I was looking at this resource:

peter_roboflow · December 8, 2024, 4:52am

We meet again!

The good news is that there are already PaliGemma base weights uploaded to roboflow at Paligemma Pretrains Object Detection Dataset and Pre-Trained Model by paligemma

The bad news is that it’s not technically feasible to have these running in the browser – these are super large models that take a long time to do inference with.

PaliGemma’s smallest size is 3 billion parameters, which is about 1000 times larger than a yolov8n which has 3 million parameters. This is due in part to the 2B paramater language model baked in.

It is possible to get PaliGemma running in real-time on a very powerful GPU as in GitHub - sumo43/loopvlm: run paligemma in real time, but that repo is using a lot of specific tricks and a very powerful GPU.

You might like to check out our Florence-2 offerings, (which are also fine-tunable in app), which come in at a 10th of the size of PaliGemmas, but still would be impossible to run in real time in the browser right now.

You might also be interested to hear that it’s possible to fine-tune PaliGemma 2 in app, as well.

DHDPIC · December 11, 2024, 6:41pm

Indeed!
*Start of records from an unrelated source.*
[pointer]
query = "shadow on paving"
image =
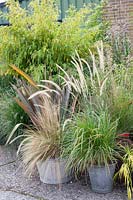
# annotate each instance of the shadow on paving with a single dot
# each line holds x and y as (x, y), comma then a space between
(14, 185)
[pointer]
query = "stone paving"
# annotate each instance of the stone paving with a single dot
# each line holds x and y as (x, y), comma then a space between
(14, 184)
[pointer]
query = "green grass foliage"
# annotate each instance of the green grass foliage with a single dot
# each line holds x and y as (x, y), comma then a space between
(35, 42)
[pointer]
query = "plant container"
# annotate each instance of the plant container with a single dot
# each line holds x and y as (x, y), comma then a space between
(101, 178)
(53, 171)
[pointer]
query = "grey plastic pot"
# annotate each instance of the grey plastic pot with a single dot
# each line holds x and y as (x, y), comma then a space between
(53, 171)
(101, 178)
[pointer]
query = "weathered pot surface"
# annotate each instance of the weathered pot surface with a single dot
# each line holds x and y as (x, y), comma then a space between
(53, 171)
(101, 178)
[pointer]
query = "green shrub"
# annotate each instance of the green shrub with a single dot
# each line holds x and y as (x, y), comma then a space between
(36, 42)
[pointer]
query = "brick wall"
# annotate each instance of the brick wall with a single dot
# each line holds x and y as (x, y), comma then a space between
(120, 13)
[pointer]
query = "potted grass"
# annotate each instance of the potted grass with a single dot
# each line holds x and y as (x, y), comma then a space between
(91, 145)
(42, 143)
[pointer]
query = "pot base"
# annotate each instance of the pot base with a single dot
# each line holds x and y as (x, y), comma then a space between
(101, 178)
(53, 171)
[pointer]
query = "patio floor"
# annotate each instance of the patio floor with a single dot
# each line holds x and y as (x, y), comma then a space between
(14, 185)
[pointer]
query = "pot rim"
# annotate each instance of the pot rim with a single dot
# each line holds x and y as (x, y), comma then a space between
(103, 166)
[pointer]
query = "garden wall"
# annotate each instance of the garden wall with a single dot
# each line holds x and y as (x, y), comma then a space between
(120, 13)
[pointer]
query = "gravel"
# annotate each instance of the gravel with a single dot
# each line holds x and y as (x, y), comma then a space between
(15, 185)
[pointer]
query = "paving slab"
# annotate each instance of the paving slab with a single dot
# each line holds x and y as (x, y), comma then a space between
(15, 185)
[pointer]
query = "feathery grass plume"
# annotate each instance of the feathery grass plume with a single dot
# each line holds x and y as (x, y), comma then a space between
(126, 170)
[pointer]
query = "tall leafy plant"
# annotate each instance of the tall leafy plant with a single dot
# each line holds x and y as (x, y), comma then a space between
(36, 42)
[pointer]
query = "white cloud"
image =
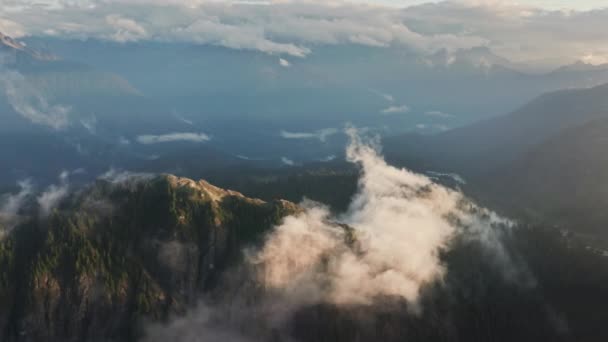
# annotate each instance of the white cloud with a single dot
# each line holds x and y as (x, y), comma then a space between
(321, 134)
(328, 158)
(438, 114)
(148, 139)
(125, 29)
(519, 32)
(52, 196)
(387, 97)
(401, 221)
(287, 161)
(396, 109)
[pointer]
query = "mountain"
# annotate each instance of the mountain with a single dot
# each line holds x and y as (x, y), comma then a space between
(483, 146)
(121, 250)
(545, 161)
(15, 51)
(563, 180)
(129, 257)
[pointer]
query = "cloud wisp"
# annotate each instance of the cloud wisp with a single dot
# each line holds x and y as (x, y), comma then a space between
(31, 103)
(294, 28)
(388, 244)
(52, 196)
(148, 139)
(321, 134)
(395, 110)
(11, 204)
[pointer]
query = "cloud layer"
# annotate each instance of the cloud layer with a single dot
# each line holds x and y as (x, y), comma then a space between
(148, 139)
(296, 28)
(386, 245)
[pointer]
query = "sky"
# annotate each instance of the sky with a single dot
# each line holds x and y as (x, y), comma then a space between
(526, 31)
(582, 5)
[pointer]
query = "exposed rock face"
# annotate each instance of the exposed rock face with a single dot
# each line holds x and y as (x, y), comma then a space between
(118, 254)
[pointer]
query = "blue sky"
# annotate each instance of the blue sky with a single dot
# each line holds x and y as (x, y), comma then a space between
(548, 4)
(521, 31)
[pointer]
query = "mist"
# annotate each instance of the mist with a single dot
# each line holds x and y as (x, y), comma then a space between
(387, 245)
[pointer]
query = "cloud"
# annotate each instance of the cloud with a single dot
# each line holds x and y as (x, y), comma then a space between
(11, 204)
(31, 103)
(387, 97)
(518, 32)
(287, 161)
(126, 30)
(52, 196)
(279, 28)
(148, 139)
(328, 158)
(90, 124)
(321, 134)
(400, 222)
(438, 114)
(396, 109)
(115, 176)
(386, 245)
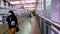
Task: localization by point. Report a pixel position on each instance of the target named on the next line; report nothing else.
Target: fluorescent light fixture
(29, 6)
(15, 2)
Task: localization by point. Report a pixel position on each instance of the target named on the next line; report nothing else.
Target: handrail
(54, 24)
(7, 8)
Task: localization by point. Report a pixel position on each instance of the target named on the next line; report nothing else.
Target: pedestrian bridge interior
(45, 16)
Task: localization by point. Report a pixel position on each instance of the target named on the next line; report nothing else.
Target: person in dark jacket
(12, 22)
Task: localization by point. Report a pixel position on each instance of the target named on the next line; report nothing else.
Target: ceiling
(27, 4)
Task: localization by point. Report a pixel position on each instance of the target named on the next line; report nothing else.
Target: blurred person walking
(12, 22)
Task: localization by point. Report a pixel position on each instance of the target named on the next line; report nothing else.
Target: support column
(44, 8)
(55, 11)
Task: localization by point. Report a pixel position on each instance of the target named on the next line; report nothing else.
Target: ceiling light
(15, 2)
(28, 1)
(29, 6)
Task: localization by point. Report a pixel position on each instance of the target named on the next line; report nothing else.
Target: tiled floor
(28, 26)
(25, 27)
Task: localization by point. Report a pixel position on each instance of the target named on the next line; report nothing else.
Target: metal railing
(47, 26)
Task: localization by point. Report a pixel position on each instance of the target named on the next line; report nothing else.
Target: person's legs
(12, 31)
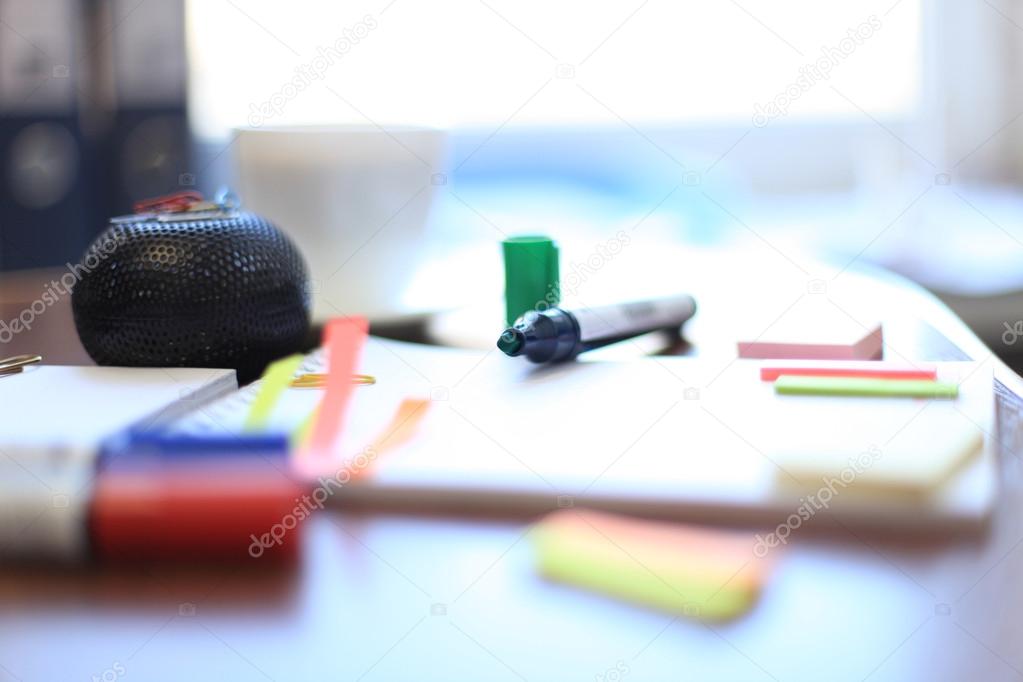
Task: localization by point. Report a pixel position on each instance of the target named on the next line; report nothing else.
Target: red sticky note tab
(880, 371)
(343, 341)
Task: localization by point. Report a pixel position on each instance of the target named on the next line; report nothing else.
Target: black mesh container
(222, 290)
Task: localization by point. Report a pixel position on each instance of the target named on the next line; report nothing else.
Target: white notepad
(680, 438)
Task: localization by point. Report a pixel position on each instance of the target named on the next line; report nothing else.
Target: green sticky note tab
(275, 380)
(833, 385)
(531, 275)
(682, 570)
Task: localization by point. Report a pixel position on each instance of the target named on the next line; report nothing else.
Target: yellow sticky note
(272, 385)
(704, 574)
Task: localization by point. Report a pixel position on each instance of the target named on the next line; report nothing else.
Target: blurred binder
(147, 146)
(44, 195)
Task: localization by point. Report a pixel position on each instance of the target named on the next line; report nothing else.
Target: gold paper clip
(14, 364)
(317, 380)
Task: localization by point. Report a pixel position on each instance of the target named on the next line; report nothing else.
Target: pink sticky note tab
(344, 338)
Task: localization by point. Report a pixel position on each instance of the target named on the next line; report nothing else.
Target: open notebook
(678, 438)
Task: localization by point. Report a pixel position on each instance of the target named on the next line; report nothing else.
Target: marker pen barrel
(557, 334)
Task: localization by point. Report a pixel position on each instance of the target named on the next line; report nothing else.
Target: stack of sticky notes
(685, 570)
(820, 334)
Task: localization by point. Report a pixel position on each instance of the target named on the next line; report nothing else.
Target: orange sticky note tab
(343, 338)
(705, 574)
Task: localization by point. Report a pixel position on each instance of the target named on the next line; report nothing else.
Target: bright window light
(488, 62)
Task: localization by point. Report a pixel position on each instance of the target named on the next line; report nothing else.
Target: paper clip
(14, 364)
(317, 380)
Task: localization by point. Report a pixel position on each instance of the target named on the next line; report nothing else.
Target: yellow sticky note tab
(703, 574)
(274, 382)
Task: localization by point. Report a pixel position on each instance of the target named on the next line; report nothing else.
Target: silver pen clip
(14, 364)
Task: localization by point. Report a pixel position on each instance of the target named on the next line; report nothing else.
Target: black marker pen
(557, 333)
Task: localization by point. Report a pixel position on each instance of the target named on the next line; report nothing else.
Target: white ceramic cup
(356, 201)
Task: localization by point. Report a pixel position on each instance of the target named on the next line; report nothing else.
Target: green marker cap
(531, 275)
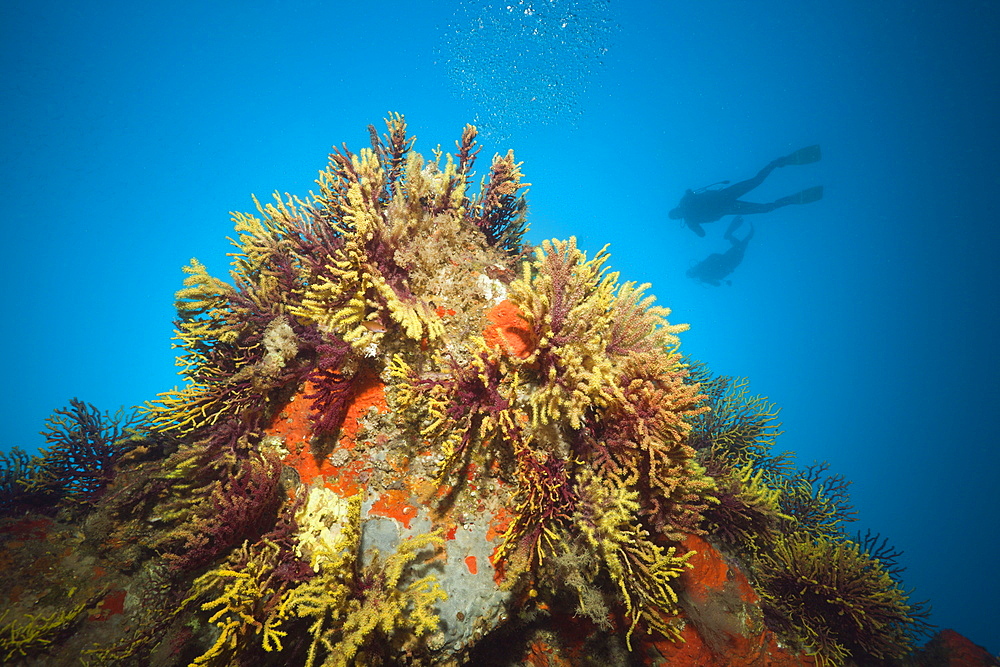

Thanks so much for this, I had not considered the size of the model.

I see I can deploy Paligemma on to a device, but can Paligemma (or Florence-2) be accessed through your hosted API? I see self-hosted but I am not familiar with the hardware necessary for this.

I basically want a website which gives visitors access to VLM/VQA/Object Detection.

Thanks, David

peter_roboflow · December 19, 2024, 8:03am

Paligemma and Florence aren’t currently available through hosted api, but you can get an endpoint to hit them through our dedicated deployments

Goonsoo_Kim · December 24, 2024, 9:05am

Hi peter_roboflow,

You mean that powerful GPU is needed to run fined-tuned PaliGemma model ?
Can you tell me how powerful it should be ?

In my side, it takes 1 sec on A100, 3 sec on T4 GPU when running my PaliGemma2 for Object Detection.
But it takes over 14 sec when wrong prediction. I think I need to fine tune the model again with more data.

My aim is running fine-tuned PaliGemma2 on Jetson Orin Nano.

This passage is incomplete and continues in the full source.